Variance: Moderate. Samuels is already a jacked up 190 and close to physically ready for the show, and there's no doubt what position he'll play. Severe uptick in competition level is always a question.

Ceiling: Very high. SPARQ champion who looks like a savant in highlights.

General Excitement Level: Very high. I'm almost embarrassed about how high I am on this class. Samuels looks unbelievable, and the stuff he's doing in his highlights is stuff that translates. Maybe it'll all fall apart because every run not on the highlights is a ridiculous Mike Shaw bounce, but if so all the scouting reports are lying.

Projection: I'd guess a redshirt since Michigan has four guys ready to go in front of him, but I doubt Samuels is going to stick around for five years so whatever. Still, New Mexico transition and obvious target for garbage carries (Walker) should allow Michigan the luxury.

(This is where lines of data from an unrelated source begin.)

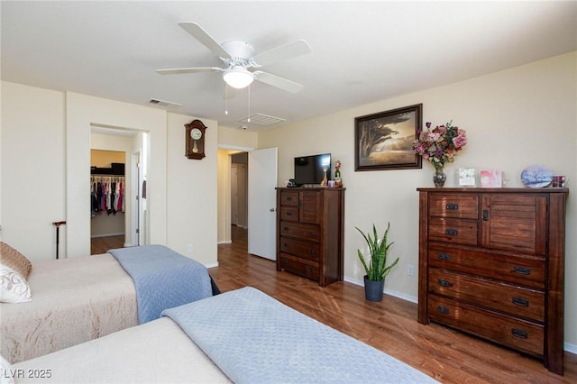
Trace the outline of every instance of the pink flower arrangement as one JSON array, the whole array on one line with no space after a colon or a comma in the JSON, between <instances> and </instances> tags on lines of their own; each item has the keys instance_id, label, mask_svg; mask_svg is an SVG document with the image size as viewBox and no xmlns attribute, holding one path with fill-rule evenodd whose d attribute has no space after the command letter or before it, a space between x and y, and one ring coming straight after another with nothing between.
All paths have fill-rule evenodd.
<instances>
[{"instance_id":1,"label":"pink flower arrangement","mask_svg":"<svg viewBox=\"0 0 577 384\"><path fill-rule=\"evenodd\" d=\"M426 131L417 132L417 140L413 142L415 152L429 160L435 169L453 162L457 151L467 144L466 131L453 126L452 123L433 129L431 123L426 123Z\"/></svg>"}]
</instances>

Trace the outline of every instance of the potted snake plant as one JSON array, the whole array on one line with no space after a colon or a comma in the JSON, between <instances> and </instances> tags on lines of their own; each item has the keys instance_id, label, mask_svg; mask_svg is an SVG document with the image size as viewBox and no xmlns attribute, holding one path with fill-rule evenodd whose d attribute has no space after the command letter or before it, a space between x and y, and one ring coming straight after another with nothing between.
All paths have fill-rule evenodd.
<instances>
[{"instance_id":1,"label":"potted snake plant","mask_svg":"<svg viewBox=\"0 0 577 384\"><path fill-rule=\"evenodd\" d=\"M371 253L371 260L367 261L361 250L357 250L359 260L366 273L364 276L365 297L369 301L381 301L383 288L385 287L385 278L387 278L390 270L398 262L398 258L397 258L389 265L387 265L389 249L394 243L388 242L387 240L390 223L389 223L387 230L381 238L379 237L377 227L374 224L372 224L372 236L371 233L365 233L359 227L355 226L355 228L362 234L365 242L367 242Z\"/></svg>"}]
</instances>

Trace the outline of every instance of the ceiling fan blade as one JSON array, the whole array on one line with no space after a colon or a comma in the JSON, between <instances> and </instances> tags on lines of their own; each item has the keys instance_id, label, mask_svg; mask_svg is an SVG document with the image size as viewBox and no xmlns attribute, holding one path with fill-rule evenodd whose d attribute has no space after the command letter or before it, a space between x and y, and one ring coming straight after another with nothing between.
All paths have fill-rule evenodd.
<instances>
[{"instance_id":1,"label":"ceiling fan blade","mask_svg":"<svg viewBox=\"0 0 577 384\"><path fill-rule=\"evenodd\" d=\"M294 81L288 80L284 78L280 78L277 75L262 72L261 70L256 70L252 72L254 78L261 83L268 84L277 88L282 89L291 94L298 94L303 88L303 86Z\"/></svg>"},{"instance_id":2,"label":"ceiling fan blade","mask_svg":"<svg viewBox=\"0 0 577 384\"><path fill-rule=\"evenodd\" d=\"M175 68L170 69L157 69L159 75L178 75L180 73L198 73L198 72L216 72L224 70L218 67L199 67L199 68Z\"/></svg>"},{"instance_id":3,"label":"ceiling fan blade","mask_svg":"<svg viewBox=\"0 0 577 384\"><path fill-rule=\"evenodd\" d=\"M260 67L264 67L310 52L311 49L308 43L304 40L298 40L256 55L254 57L254 62Z\"/></svg>"},{"instance_id":4,"label":"ceiling fan blade","mask_svg":"<svg viewBox=\"0 0 577 384\"><path fill-rule=\"evenodd\" d=\"M205 47L215 53L219 58L231 59L230 53L228 53L226 50L216 42L216 41L206 33L206 31L203 30L197 23L181 22L179 23L179 25L192 35L192 37L200 41Z\"/></svg>"}]
</instances>

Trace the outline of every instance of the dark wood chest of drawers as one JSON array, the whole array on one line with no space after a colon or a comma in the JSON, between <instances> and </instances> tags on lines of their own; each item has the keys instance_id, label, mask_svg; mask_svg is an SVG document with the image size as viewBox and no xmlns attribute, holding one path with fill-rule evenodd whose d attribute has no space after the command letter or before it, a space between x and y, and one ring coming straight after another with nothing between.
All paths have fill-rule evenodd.
<instances>
[{"instance_id":1,"label":"dark wood chest of drawers","mask_svg":"<svg viewBox=\"0 0 577 384\"><path fill-rule=\"evenodd\" d=\"M277 188L277 270L343 279L344 188Z\"/></svg>"},{"instance_id":2,"label":"dark wood chest of drawers","mask_svg":"<svg viewBox=\"0 0 577 384\"><path fill-rule=\"evenodd\" d=\"M418 188L418 321L563 374L565 188Z\"/></svg>"}]
</instances>

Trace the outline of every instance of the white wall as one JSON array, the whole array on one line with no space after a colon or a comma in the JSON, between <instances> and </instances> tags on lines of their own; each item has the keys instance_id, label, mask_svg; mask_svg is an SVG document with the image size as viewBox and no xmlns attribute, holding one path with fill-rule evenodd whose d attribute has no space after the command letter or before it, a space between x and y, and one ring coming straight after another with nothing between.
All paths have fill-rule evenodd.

How Samuels's  career develops depends not only on him but the rest of the crew as well, and there are too many moving parts for me to make a definitive declaration. The next two years will be platoon city with Evans, Higdon, Walker, and Samuels splitting carries. He'll get his chances, and he could be anything from Higdon 2 to Denard 2. Yes, both of those are good outcomes.